The New Mexico GOP had complained that Iglesias had failed to pursue voter-fraud cases sufficiently. But Bingaman Chief of Staff Stephen Ward called Justice in October 2004 to express concerns about the voter-fraud task force that Iglesias had established as part of a nationwide initiative launched by then-Attorney General John Ashcroft. New Mexico’s secretary of state had questioned whether Iglesias’s initiative would deter minority voters from the polls in a race that President Bush won by a razor-thin margin.

“My call was in respect to reports of the establishment of the task force and public quotes from our top election official, who expressed concern that it might be intended to keep people away from the polls,” Ward said in an interview yesterday. He said Justice informed him of the task force’s members, its mission and its specific guidelines to avert any voter suppression.
Asked whether the task force’s existence would belie Republican complaints that Iglesias made little progress on voter fraud, Ward demurred.

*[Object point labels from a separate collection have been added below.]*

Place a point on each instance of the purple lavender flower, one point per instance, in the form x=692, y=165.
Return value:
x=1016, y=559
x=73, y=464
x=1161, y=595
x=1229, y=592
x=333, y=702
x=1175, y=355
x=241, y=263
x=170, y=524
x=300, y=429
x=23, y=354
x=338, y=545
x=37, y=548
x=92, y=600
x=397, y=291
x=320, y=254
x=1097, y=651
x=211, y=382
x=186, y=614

“We never sought nor were provided with any information about specific cases,” Ward said. “The only information we would have is what was in the papers recently.”

Sen. Charles Schumer (D-N.Y.), previewing Attorney General Alberto Gonzales’s hotly anticipated testimony this morning before the Senate Judiciary Committee, confirmed reports that Gonzales’s former chief of staff, Kyle Sampson, told senators that he heard Iglesias had come up in conversations between Gonzales and President Bush.

The Gonzales-Bush conversation recalled by Sampson during private interviews with senators took place in October 2006, Schumer said. He could not confirm whether the conversation occurred before or after Domenici and Wilson made their calls to Iglesias during that month. Iglesias also appeared on Justice’s list of prosecutors slated for axing sometime in October.

“It would be pretty interesting [to know] whether it was the beginning of the month or the end of the month,” Schumer said yesterday.